Smokey Chipotle Chili

This chili makes me happy.  It is spicy and smokey and absolutely perfect.  The chipotle peppers give it a nice depth of flavor you don’t get in your traditional chili.  I highly recommend serving it with the best cornbread ever.  Topping a piping hot bowl of chili with melted cheese, tangy sour cream, bright cilantro, and some cornbread crumbles. UGH. So good. Pro tip: crumble or cut the cornbread into chunks and toast it up in the oven to make little cornbread croutons. Game changer.  This makes a large pot so leftovers are a given.  I like to mix some of the leftover chili with noodles, Greek yogurt, and cheddar cheese for a lightened up chili mac.  It also freezes well, I usually keep a quart of it in my freezer I can easily defrost for a quick dinner.  Enjoy!

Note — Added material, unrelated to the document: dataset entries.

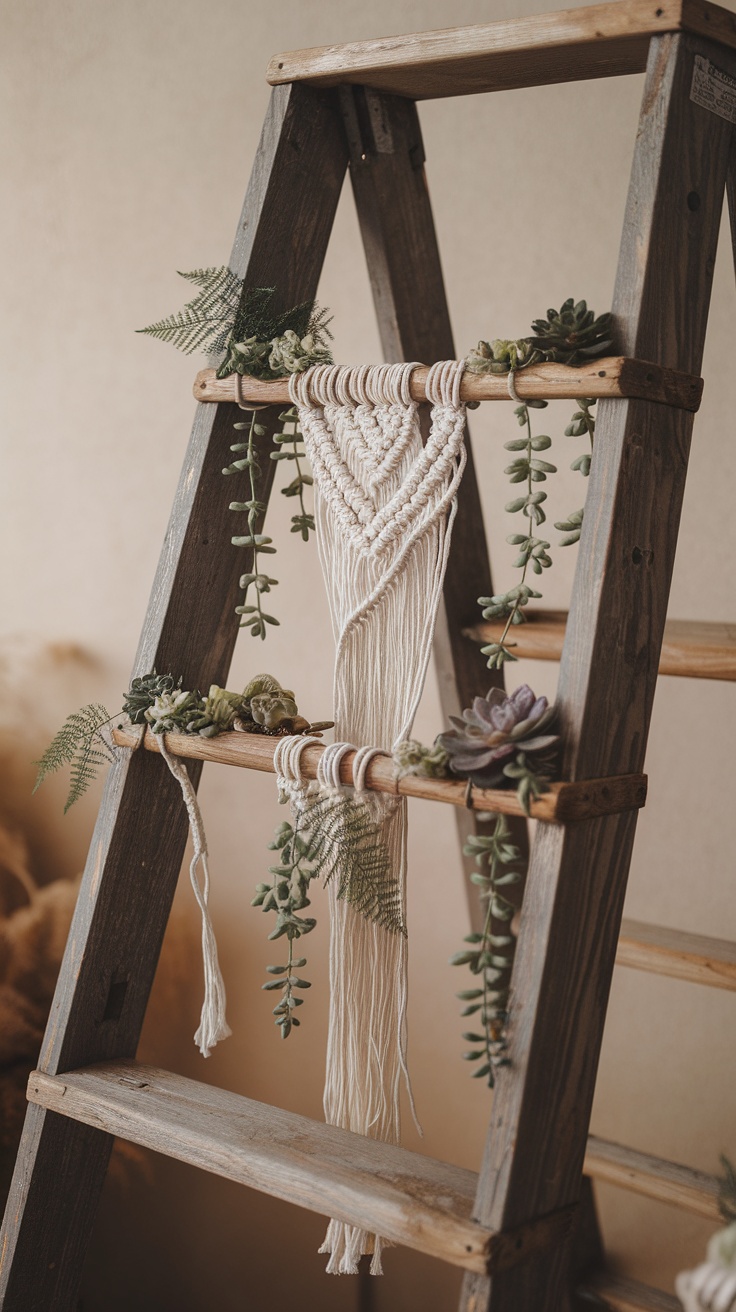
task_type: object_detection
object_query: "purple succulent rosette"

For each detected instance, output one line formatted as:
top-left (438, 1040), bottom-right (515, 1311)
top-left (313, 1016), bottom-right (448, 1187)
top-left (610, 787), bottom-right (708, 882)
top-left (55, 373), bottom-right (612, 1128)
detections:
top-left (437, 684), bottom-right (559, 789)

Photography by Sophie Marie Creative


  • 1 onion; diced
  • 4 cloves garlic; minced
  • 3 pounds ground meat (I used 2lbs lean ground turkey and 1lb ground chorizo, but anything will do. Sometimes I use beef and turkey or beef and chorizo, get crazy with it)
  • 5 tablespoons chili powder
  • 2 tablespoons ground cumin
  • 1 tablespoon oregano
  • 1 can chipotle sauce (see photo above)
  • 1 can tomato paste (see photo above)
  • 1 can tomato sauce (see photo above)
  • 2 cans fire roasted tomatoes (see photo above)
  • 4 chipotle peppers in adobo; roughly chopped (add more or less depending on how spicy you like it)
  • 1 can tri-colored beans or any beans you like
  • 2 tablespoons sugar
  • Chicken broth (add as much or as little as you like, just depends on how soupy or thick you like it)


  1. In a large pot, spray with cooking spray or add a little oil and begin softening the onion and garlic. Once soft, add the meat and allow it to begin browning.  Sprinkle in the seasonings and give it a good mix.  Once the meat is fully browned, add in the remaining ingredients except for the chicken broth. Once stirred and well combined, add in the chicken broth one cup at a time until it has reached your desired consistency.  Bring the chili to a boil, then cover and reduced the heat to low.  Simmer for about an hour, the longer the better.  Serve hot and top with whatever you like, it is great with cheddar cheese, sour cream, and cilantro. Lots and lots and lots of cilantro…. mmmm yum.